Please report security issues privately via GitHub's "Report a vulnerability" button under the repository's Security tab (Security Advisories), rather than opening a public issue. We aim to acknowledge reports within a few days.

When reporting, include the affected version (agentsync --version), repro steps, and impact.

agentsync reads and writes coding-agent configuration on a single machine and can resolve secrets into native config files. Areas of particular interest:

• age-encrypted secrets (internal/secrets): the age identity file must be 0600; agentsync refuses to read a group/other-readable identity unless AGENTSYNC_AGE_SKIP_PERM_CHECK=1. agentsync never writes decrypted secret values to durable storage and redacts resolved ${secret:...} values in agentsync diff.
• Untrusted marketplaces / plugins: a marketplace or plugin you add is treated as untrusted input.

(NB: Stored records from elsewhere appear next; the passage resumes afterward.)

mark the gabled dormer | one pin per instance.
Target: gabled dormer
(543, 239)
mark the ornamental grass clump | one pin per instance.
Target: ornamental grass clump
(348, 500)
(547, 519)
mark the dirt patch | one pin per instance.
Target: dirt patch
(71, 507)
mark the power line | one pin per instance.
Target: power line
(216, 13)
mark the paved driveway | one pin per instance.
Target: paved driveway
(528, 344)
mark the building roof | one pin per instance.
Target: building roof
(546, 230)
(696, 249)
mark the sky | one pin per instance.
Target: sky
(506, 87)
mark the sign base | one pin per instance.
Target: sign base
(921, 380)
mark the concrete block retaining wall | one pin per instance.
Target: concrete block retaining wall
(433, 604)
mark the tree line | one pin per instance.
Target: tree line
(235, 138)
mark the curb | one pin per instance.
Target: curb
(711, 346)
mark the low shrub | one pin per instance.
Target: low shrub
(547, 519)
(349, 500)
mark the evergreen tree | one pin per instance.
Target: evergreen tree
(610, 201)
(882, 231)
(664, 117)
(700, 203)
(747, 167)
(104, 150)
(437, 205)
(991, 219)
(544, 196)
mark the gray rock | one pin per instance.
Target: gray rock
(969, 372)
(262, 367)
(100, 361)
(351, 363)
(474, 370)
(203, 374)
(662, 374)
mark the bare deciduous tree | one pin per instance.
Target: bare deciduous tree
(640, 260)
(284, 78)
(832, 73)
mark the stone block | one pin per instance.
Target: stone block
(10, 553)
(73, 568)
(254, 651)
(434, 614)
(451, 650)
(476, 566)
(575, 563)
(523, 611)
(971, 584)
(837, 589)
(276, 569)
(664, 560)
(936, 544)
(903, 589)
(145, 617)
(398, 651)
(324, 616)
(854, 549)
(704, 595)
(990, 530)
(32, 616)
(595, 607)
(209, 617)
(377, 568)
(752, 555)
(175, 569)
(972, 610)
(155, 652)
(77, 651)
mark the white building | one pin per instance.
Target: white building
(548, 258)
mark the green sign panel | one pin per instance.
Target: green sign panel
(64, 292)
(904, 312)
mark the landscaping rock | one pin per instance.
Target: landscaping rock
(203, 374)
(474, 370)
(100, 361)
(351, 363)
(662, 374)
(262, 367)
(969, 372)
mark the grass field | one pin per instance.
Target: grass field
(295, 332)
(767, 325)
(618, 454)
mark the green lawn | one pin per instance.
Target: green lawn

Fetchers reject symlinks (npm/relative/git), cap decompressed tarball size, and bound manifest-listed component paths and names to the plugin cache. Each installed plugin is pinned with a content hash over its entire cache tree (every projected component body, not just plugin.json), so a tampered or re-uploaded body is detected at apply rather than silently consumed.
• Destination writes: writes are atomic and refuse to clobber symlinked destinations by default; pre-existing foreign files are backed up before overwrite.

Do not commit your age identity file, decrypted secrets, or ~/.agentsync/.state/ to a public repository. agentsync secrets set --stdin keeps secret values off argv, shell history, and process listings.

Until the first stable (v1.0.0) release, only the latest tagged version is supported for security fixes.